“It’s the Bjelke-Petersen era again,” is the meme every time a centre-right party moots a policy on just about anything in Queensland.
But the hecklers, invariably from the left, forget that Bjelke-Petersen was just a late twentieth-century riff on the themes of the previous half a century’s Labor corruption.
Petersen was accused of stifling free speech, but his free speech critics of the day are silent now as their comrades implement restrictions of their own.
When it comes to institutionalised corruption of the electoral system, Labor has over a century of form.
The latest elaboration of the theme is the introduction into state parliament of the “Local Government Electoral (Implementing Stage 1 of Belcarra) and Other Legislation Amendment Bill 2018”.
This bill will prevent property developers, their employees, consultants, spouses, and, possibly, relatives, donating money to the party or candidate of their choice, or asking anyone else to give them support.
It is an opportunistic overreach to a report by the state’s Crime and Corruption Commission, introduced as retrospective legislation just prior to the last election, robbing the LNP of an estimated $519,524.45 to fight that election.
With Labor holding government by one seat, and the margins in two of those seats less than 0.71 per cent, who knows what difference that half a million might have made.
Bjelke-Petersen adapted a pre-existing Labor gerrymander to sandbag National Party seats. Rather than a geographical rort, the current Labor party is in the process of imposing an industry-based one.
Building, construction and real estate represent around 15 per cent of the state economy but will be almost invisible from the state’s democracy.
As always, the public is sceptical, but unheard.
Which is why the Australian Institute for Progress commissioned Reachtel to conduct research on Queenslanders’ attitudes to issues arising from the CCC’s original report, and the commissioner’s appearance before a parliamentary committee to examine the proposed bill.
The ban is justified by the CCC on the basis there is a widespread public perception that property developer donations are corrupt.

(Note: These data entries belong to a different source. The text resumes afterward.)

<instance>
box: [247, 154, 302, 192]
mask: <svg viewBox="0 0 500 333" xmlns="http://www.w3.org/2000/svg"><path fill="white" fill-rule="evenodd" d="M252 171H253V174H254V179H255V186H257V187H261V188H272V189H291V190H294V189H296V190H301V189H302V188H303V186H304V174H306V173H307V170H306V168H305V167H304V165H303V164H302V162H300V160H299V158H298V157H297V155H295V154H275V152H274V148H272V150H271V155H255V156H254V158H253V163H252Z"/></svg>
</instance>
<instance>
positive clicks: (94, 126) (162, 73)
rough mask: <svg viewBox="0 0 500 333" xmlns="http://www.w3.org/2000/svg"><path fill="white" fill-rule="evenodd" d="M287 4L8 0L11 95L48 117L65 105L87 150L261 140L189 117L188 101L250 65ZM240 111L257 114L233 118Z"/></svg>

This is despite the fact there hasn’t been a successful prosecution of a property developer for corrupting a politician since George Herscu in 1990, and the failure of the CCC to find any since despite numerous complaints and now Operation Belcarra.
Indeed, while charges have been made this year by the CCC against 13 people, two of them former mayors, to date not one property developer has been arraigned.

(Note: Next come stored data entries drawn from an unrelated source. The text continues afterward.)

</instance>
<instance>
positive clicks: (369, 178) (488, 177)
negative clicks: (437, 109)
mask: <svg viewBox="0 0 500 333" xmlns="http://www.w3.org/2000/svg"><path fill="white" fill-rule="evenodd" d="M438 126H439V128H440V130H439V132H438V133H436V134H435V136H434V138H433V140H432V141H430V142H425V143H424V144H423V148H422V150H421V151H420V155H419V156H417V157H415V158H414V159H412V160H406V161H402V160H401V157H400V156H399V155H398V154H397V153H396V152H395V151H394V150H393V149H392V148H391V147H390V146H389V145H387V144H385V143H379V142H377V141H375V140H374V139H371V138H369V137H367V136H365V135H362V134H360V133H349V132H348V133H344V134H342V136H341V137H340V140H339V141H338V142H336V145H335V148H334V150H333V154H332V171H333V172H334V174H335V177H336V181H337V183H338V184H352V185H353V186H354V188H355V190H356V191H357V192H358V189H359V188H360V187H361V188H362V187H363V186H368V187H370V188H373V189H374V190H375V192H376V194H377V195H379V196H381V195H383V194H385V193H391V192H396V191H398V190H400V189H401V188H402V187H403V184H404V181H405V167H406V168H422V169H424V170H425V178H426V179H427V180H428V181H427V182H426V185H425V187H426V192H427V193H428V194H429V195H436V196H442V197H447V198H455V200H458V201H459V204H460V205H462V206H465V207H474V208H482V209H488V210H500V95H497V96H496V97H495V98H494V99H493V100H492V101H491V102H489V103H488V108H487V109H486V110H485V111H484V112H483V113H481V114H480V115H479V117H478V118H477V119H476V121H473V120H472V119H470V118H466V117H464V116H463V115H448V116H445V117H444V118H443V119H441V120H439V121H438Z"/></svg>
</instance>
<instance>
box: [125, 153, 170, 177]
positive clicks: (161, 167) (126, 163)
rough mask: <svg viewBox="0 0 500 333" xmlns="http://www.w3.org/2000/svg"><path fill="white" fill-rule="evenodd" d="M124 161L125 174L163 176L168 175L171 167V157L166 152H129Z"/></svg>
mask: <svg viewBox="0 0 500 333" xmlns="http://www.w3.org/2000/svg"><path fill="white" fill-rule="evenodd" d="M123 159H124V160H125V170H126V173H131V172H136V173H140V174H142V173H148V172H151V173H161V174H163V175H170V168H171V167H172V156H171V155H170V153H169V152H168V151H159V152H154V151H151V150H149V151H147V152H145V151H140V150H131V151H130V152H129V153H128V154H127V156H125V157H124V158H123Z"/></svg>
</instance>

The “research” to justify this claim was that it was made by many of the organisations and people who made submissions to the CCC. But as these organisations are anti-development, they would say that, wouldn’t they?
At the same time the commissioner incredibly claimed that there was no public perception that union donations were corrupt.
So we tested these claims in the first of our questions and found that while there is a suspicion that some property development donations are corrupt (73 per cent), the suspicion is even higher for gaming (76 per cent) and still very high for unions (63 per cent), alcohol (60 per cent) and lawyers (51 per cent).
If the test is public perception, then singling out property donations is wrong on the terms of the people promoting the ban.
At the very least it must include donations from gaming, unions, alcohol and lawyers. This would be inconvenient for the ALP, which takes significant funds from unions such that it equalises the LNP’s advantage from property.
But that is only if you accept their terms.
We had a suspicion that the public would see it as unjust that a whole class of people should be punished for the undetected sins of a few of their number. After all, who punishes all their children because one of them smashed the window, or thinks the whole class should be kept in because Johnny or Joanna scratched the top of the desk?
Sure enough, 60.5 per cent of respondents thought you should “catch and convict those who bribe politicians rather than banning all members of an industry…from donating,” and only 15 per cent of them didn’t. The public gets justice, even if politicians and commissioners don’t.
We asked one final question. Despite the CCC Commissioner’s avowed lack of awareness of union corruption, one union in Australia, the CFMEU, is so notorious that even Labor former prime ministers like Bob Hawke, Paul Keating and Kevin Rudd think it should be disaffiliated from the ALP.
In other words, they believe it has a corrupting influence.
So what did voters think about “…any corporate entities, such as companies and unions, who commit significant illegal acts”? Eighty-eight per cent agreed they should be banned from donating, and only four per cent disagreed.
It doesn’t get more definitive than that.
So what we have in Queensland is an anti-democratic fix, based on only allowing those people the ruling party likes, to participate fully in the exercise of free speech.
Ironically, while the moves are justified on the basis of restoring faith in the system, it will increase public cynicism and have the reverse effect.
Both the Queensland government and the CCC have damaged their legitimacy. We wait to see what group will be the next to be nobbled.